Berlusconi coivolto in uno scandalo sessuale con un ministro del suo governo

La Capital

Il primo ministro Silvio Berlusconi e un ministro del suo governo sono al centro di un grande scandalo già battezzato come “sexygate”, come quello che dieci anni fa costò quasi la presidenza degli Stati Uniti a Bill Clinton, a causa dei suoi comprovati giochi di sesso orale nella sala ovale della Casa Bianca con la stagista Monica Lewinsky. Secondo quanto afferma il quotidiano argentino Clarín, nel vaso di Pandora delle 8.400 intercettazioni telefoniche realizzate dai magistrati di Napoli in una causa di corruzione che potrebbe portare ad un processo penale contro Silvio Berlusconi, ci sono alcune chiamate che non hanno rilevanza penale ma sono un cocktail esplosivo per il loro forte contenuto erotico e i riferimenti al sesso orale, che gli italiani chiamano “pompino”.
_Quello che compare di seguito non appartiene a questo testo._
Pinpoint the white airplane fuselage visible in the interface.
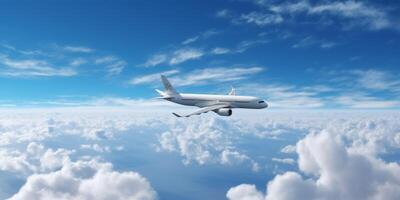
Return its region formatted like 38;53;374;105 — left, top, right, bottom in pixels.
156;75;268;117
166;93;268;109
Il quotidiano La Repubblica cita l’ex viceministro degli Affari Esteri e dirigente socialista Margherita Boniver, devota partidaria di Berlusconi, che riconosce l’esistenza dei messaggi a luci rosse.
Secondo la stampa, nei dialoghi telefonici, Berlusconi e il suo attuale ministro delle Pari Opportunità, Mara Carfagna, di 37 anni, si scambiano frasi di tono più che acceso con allusioni al pompino. All’epoca in cui furono realizzate le intercettazioni giudiziarie, il Cavaliere era il capo dell’opposizione, e la Carfagna un personaggio di fama crescente in televisione

Di grande bellezza, Mara, era già stata la causa di uno scandalo scoppiato l’anno scorso, quando alla consegna dei premi dei suoi canali televisivi (Berlusconi è proprietario delle tre grandi reti commerciali televisive), l’allora capo dell’opposizione le disse pubblicamente: “Se non fossi sposato mi sposerei con te”.

La seconda moglie di Berlusconi, Veronica Lario, altra grande bellezza e madre di tre figli (il Cavaliere ne ha altri due dal suo primo matrimonio), fece esplodere la sua ira in una lettera aperta al marito che pubblicata sul quotidiano La Repubblica, esigendo che chiedesse scusa. Berlusconi si affrettò subito a soddisfarre la richiesta.
Mara è di Salerno e la sua biografia comprende ruoli nella televisione, nel mondo dello spettacolo e nella vita mondana. Però la Carfagna ha studiato anche danza classica, canto ed è laureata in Giurisprudenza.
Cosa sarebbe successo se Clinton avesse nominato Monica Lewinsky ministro, si è chiesto il deputato dell’opposizione Massimo Donadi. L’ex magistrato dell’inchiesta Mani Pulite di Milano, Antonio Di Pietro, duro oppositore parlamentare di Berlusconi, ha affermato che non si può rifugiare nel privato chi nomina un ministro della Repubblica per ragioni estranee alle sue funzioni istitiuzionali.